Le Imposte sono somme che lo Stato pone a carico dell’acquirente di un immobile. La somma dovuta è fissata in misura diversa secondo la tipologia di acquisto.  La differenza fondamentale sta nel fatto se si tratta di acquisto della prima o della seconda casa. Se si tratta di «prima casa» è possibile usufruire di agevolazioni fiscali che consentono di ottenere una riduzione delle stesse imposte.

Imposta catastale. È sempre dovuta a seguito di trasferimento di proprietà di beni immobili registrati all’Ufficio Tecnico Erariale detto Catasto.

Imposta di registro. Si versa al notaio al momento del rogito e questi provvede alla registrazione dell’atto di compravendita presso l’Agenzia delle Entrate.

Imposta ipotecaria.
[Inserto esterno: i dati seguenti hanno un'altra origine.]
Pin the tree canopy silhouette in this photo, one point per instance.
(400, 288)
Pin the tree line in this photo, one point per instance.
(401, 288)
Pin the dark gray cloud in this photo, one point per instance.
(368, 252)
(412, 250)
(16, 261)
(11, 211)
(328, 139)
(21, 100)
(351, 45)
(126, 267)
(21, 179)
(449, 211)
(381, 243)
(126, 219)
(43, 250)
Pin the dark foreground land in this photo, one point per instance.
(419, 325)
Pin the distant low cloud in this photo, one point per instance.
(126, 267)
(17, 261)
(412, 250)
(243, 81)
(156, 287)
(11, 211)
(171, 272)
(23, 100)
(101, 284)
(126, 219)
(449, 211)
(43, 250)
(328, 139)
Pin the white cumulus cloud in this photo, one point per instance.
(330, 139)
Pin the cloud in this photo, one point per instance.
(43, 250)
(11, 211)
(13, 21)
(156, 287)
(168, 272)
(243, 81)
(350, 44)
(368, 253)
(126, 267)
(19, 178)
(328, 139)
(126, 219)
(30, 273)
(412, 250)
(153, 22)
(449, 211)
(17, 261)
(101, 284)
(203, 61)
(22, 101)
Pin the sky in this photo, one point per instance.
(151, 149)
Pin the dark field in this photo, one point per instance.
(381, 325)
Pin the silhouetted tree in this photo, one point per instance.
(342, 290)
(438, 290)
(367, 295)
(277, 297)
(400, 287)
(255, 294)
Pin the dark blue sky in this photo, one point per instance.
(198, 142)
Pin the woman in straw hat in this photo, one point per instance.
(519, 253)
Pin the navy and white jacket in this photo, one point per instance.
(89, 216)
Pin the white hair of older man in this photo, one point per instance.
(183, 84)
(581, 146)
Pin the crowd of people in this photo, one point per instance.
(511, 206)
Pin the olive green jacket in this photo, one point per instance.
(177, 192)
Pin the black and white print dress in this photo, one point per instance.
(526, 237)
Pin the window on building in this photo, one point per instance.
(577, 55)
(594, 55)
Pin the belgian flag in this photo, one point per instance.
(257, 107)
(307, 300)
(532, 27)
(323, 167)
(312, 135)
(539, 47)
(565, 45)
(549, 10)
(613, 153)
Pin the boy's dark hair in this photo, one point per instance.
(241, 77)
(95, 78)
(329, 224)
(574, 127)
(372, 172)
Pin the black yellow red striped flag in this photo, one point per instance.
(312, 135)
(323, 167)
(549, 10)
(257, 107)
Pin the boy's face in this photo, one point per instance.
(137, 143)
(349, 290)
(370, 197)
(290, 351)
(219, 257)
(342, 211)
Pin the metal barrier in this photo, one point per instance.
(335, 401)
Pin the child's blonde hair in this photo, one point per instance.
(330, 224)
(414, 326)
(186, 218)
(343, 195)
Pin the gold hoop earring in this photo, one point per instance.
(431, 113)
E’ l’imposta applicata sulle formalità di trascrizione, iscrizione, rinnovazione, cancellazione e annotazione nei pubblici Registri Immobiliari tenuti presso la Conservatoria dei Registri Immobiliari. Come la compravendita, i mutui, le servitù, l’usufrutto e quant’altro colpisca un immobile.

Imposta sostitutiva. È l’imposta che si paga allo Stato trattenuta direttamente dalla banca che eroga il finanziamento (mutui, prestiti etc). Questa imposta è pari allo 0,25% dell’importo erogato in caso di mutuo acceso con la Banca per l’acquisto della “prima casa”. Passa al 2% nel caso in cui si ha a riferimento un mutuo stipulato per l’acquisto della seconda casa.